Nine teams took part in the first season, all of them from the greater Vienna area. But even before the first game could be played, the Austrian Football Association (ÖFB) intervened by prohibiting women’s teams from using association spaces. Despite this massive exclusionary measure, the DFU managed to carry out two full championship seasons.
In the following years, the media representation of the girls and women playing soccer was ambivalent, varying between recognition and rejection: On the one hand, the female soccer players were shown respect and game dates were advertised. On the other hand, the articles often degenerated into mockery, ridiculing the achievements of the women athletes with subtle references to the biological differences between women and men. This fact promoted the transmission and consolidation of gender stereotypes in sport which occasionally have an impact even today.

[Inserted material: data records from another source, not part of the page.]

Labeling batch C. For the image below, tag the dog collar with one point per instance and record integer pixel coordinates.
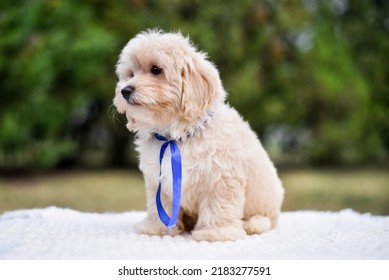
(175, 155)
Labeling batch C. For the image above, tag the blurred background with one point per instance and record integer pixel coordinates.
(311, 77)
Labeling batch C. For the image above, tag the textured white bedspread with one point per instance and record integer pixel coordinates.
(55, 233)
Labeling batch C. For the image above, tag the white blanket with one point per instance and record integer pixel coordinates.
(55, 233)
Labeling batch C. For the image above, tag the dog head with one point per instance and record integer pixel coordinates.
(163, 79)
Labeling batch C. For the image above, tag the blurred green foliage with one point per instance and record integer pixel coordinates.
(310, 76)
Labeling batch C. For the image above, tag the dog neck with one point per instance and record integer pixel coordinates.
(180, 132)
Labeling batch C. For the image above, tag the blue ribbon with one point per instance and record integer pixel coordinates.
(170, 222)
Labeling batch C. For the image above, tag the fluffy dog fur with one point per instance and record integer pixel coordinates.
(230, 187)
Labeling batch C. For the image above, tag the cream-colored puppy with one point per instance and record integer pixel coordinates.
(230, 186)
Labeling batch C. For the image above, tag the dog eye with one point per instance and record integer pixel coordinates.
(156, 70)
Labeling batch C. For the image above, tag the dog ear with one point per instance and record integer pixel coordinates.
(201, 86)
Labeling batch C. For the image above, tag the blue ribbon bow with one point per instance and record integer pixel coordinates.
(170, 222)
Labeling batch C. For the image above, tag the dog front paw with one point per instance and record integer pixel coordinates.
(218, 234)
(149, 228)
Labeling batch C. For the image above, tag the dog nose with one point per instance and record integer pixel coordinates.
(127, 91)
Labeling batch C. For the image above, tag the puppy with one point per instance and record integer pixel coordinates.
(229, 186)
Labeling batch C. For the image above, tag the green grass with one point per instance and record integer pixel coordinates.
(116, 191)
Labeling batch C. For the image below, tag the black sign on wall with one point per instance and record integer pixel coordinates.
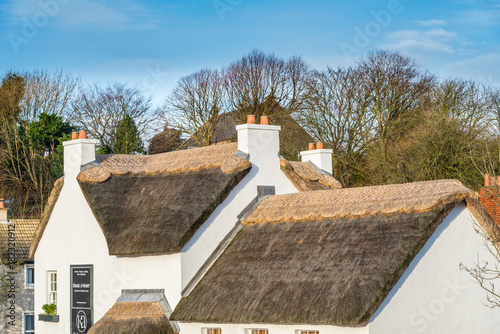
(82, 281)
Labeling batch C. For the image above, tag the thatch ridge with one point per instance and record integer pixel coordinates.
(49, 207)
(192, 160)
(156, 214)
(330, 272)
(305, 178)
(359, 202)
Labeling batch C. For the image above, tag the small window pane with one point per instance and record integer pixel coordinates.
(214, 331)
(30, 275)
(29, 323)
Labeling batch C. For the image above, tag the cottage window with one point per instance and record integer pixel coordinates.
(258, 331)
(29, 323)
(52, 287)
(29, 276)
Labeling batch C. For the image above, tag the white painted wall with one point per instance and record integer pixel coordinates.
(73, 236)
(196, 328)
(261, 142)
(433, 295)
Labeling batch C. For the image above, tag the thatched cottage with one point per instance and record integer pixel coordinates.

In the end, the early aspirations of the Viennese women soccer players merely remained an attempt to emancipate themselves in the realm of sports. Male officials or coaches repeatedly interfered, thus undermining women’s attempts to organize themselves. Moreover, the female athletes did not correspond to the prevailing image of women, which was supposed to reflect grace and aesthetics. They were frequently exposed to journalistic malice and denied the support of the ÖFB. When the National Socialists ascended to power and women’s soccer was banned in 1938, their ambitions came to an abrupt end. A little later, Ella Zirner-Zwieback, whose fashion house “Maison Zwieback” on Kärntner Strasse had been “Aryanized,” fled from racist persecution to the USA with her son Ludwig. After the end of the war, it took several decades until women’s soccer could be reorganized in the Second Republic. Following a ban on practicing and playing, as well as the deliberate negation by the ÖFB, women’s soccer was finally recognized and institutionally anchored in 1982.